The party was set to win power with about 34 per cent of the national vote only 10 points higher than the Conservatives on 24 per cent. Before the vote, polls put Labour 20 points ahead. Former leftwing Labour leader Jeremy Corbyn won 40 per cent of the vote in his 2017 election defeat.
But Labour’s performance is a triumph for Starmer, a former chief prosecutor who became his party’s leader in 2020 after its worst postwar election defeat. His victory is similar in scale to Blair’s 1997 Labour landslide.
Starmer’s avowedly pro-business agenda appears to have paid off, with housebuilding companies leading a UK stock market rally on Friday. Labour has pledged to build 1.5mn homes over the next five years.

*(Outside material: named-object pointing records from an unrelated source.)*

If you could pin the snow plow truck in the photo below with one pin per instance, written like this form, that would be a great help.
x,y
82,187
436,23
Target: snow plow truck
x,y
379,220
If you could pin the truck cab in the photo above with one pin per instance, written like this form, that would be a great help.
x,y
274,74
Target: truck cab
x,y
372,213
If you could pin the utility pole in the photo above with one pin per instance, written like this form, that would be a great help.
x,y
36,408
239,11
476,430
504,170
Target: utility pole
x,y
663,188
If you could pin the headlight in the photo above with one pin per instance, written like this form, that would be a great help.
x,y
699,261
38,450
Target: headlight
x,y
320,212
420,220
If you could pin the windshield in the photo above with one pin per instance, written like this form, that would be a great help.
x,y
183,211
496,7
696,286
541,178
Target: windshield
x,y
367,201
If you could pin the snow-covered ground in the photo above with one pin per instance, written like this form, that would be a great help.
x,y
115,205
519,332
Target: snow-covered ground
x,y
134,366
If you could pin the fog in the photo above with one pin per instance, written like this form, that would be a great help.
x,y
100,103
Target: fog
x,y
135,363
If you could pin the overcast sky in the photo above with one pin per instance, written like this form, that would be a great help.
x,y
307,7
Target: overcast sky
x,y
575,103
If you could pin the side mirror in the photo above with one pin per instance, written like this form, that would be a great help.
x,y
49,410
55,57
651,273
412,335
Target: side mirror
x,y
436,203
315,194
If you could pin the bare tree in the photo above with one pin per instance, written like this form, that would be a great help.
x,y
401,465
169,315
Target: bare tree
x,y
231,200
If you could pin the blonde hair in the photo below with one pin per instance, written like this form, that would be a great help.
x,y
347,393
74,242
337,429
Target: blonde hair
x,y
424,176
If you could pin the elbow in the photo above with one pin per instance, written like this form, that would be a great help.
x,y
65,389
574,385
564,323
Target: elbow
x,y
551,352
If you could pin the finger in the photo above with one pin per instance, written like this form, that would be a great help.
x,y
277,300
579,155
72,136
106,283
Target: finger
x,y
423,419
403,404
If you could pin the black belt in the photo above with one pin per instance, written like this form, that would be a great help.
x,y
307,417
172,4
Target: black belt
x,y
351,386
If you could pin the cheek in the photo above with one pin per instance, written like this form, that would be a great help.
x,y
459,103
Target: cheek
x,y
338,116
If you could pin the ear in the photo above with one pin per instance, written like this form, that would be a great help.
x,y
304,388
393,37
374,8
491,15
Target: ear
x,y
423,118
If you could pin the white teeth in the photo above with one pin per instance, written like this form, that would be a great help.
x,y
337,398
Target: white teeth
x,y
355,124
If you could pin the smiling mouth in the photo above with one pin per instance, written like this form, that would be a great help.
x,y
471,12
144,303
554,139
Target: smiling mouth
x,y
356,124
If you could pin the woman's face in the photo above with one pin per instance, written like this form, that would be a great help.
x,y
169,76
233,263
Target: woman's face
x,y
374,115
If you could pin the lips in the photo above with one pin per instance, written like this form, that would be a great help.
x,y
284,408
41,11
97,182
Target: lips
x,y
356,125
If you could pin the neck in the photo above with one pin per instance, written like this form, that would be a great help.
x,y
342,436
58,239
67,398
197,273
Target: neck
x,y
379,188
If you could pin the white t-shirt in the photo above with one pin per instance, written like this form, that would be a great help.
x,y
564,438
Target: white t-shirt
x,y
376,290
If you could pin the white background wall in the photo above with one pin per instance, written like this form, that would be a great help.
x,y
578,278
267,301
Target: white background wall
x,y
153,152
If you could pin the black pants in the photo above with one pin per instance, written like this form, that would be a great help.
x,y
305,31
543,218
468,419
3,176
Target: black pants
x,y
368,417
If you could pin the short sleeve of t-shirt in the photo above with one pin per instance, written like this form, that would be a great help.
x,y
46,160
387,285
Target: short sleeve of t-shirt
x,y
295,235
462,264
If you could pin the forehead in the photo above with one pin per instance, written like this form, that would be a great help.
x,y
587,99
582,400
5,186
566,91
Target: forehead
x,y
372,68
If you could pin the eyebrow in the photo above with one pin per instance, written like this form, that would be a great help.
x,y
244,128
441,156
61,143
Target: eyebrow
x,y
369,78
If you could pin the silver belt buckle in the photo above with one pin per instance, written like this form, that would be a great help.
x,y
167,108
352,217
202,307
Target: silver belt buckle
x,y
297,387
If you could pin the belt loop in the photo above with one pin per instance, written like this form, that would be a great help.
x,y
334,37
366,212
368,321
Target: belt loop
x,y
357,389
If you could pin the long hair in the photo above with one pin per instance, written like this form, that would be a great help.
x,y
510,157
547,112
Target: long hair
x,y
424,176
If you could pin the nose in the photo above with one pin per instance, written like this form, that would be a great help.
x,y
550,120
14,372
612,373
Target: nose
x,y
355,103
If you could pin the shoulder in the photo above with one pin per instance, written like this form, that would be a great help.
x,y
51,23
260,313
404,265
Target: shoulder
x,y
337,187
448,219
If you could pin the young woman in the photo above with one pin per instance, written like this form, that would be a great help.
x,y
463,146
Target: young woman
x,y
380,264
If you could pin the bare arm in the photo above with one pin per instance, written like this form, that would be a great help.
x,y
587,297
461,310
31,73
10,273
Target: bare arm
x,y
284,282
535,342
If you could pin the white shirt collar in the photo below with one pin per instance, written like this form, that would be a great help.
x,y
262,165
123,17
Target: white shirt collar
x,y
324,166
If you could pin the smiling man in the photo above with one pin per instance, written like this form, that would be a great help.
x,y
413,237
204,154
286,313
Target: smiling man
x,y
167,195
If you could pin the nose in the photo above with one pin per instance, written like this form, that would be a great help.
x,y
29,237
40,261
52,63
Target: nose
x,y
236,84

Persimmon was up 3 per cent in early morning trading, Barratt Developments gained 2.4 per cent and Taylor Wimpey rose 2.3 per cent. The FTSE 250 index of domestically focused mid-cap stocks was up 1.2 per cent.
Labour won scores of seats because of the rise of Reform UK, which split the rightwing vote, punishing the Conservatives under the UK’s first past the post electoral system.
One of the victims was former prime minister Liz Truss, among many big Tory names to lose their seats. Her 49-day premiership, and the economic havoc it spawned, contributed to the Conservative meltdown.
“This looks more like an election the Conservatives have lost than one Labour have won,” pollster Sir John Curtice told the BBC.
Speaking at his count in Clacton, Reform’s leader Nigel Farage celebrated his election as an MP at his eighth attempt. “This is the start of something that is going to stun all of you,” he said.
Turnout was on course to be about 60 per cent, close to a record low, suggesting general public dissatisfaction with mainstream politics.
Starmer admitted that he faced an immediate task of reconnecting mainstream politics to voters. “The fight for trust is the battle that defines our age,” he said.
With almost all results in, Labour had secured 34 per cent of the vote, the Conservatives 24 per cent, Reform 14 per cent and the Liberal Democrats 12 per cent. Labour had won 411 seats, the Conservatives 121, the Lib Dems 71 and Reform four.
The centrist Lib Dems’ tally smashed the party’s modern-era 62-seat record in 2005, as it made big gains in the Tory “blue wall” of well-heeled seats in the south of England.
The Scottish National party was behind Labour in Scotland with an expected 10 seats, delivering a hammer blow to the party’s dream of securing independence.
Among the high-profile Conservative casualties on a night of Tory desolation were Grant Shapps, defence secretary; Penny Mordaunt, leader of the Commons; Gillian Keegan, education secretary; Sir Jacob Rees-Mogg, former cabinet minister; and Alex Chalk, justice secretary.
Corbyn held his Islington North seat, standing as an independent, while George Galloway, the leftwing pro-Palestinian MP for Rochdale, lost his seat to Labour.
But Labour lost four seats — including one held by shadow cabinet member Jonathan Ashworth — to pro-Palestinian independent candidates, an indication of how Starmer’s position on the Israel-Hamas war has hurt his party among many Muslim voters.
The Green party also won all its four target seats in the general election, quadrupling the number of MPs it will send to Westminster and bringing its total in line with Reform UK.
Labour’s victory bucked international political trends, with far-right parties performing strongly in recent European and French elections, and Donald Trump leading in polls for the US presidential race.
Starmer has become only the seventh Labour prime minister in the party’s history. He will immediately form his cabinet after moving into 10 Downing Street on Friday, with an instruction to ministers to quickly deliver policies to jolt Britain out of its low-growth torpor.
Chancellor-in-waiting Reeves has said she hopes investors will now see the UK as a “safe haven”.
The Conservatives’ total of 121 seats is lower than the party’s worst-ever result of 156 in 1906. Starmer’s expected seat haul is close to the 418 seats won by Blair in his 1997 landslide victory.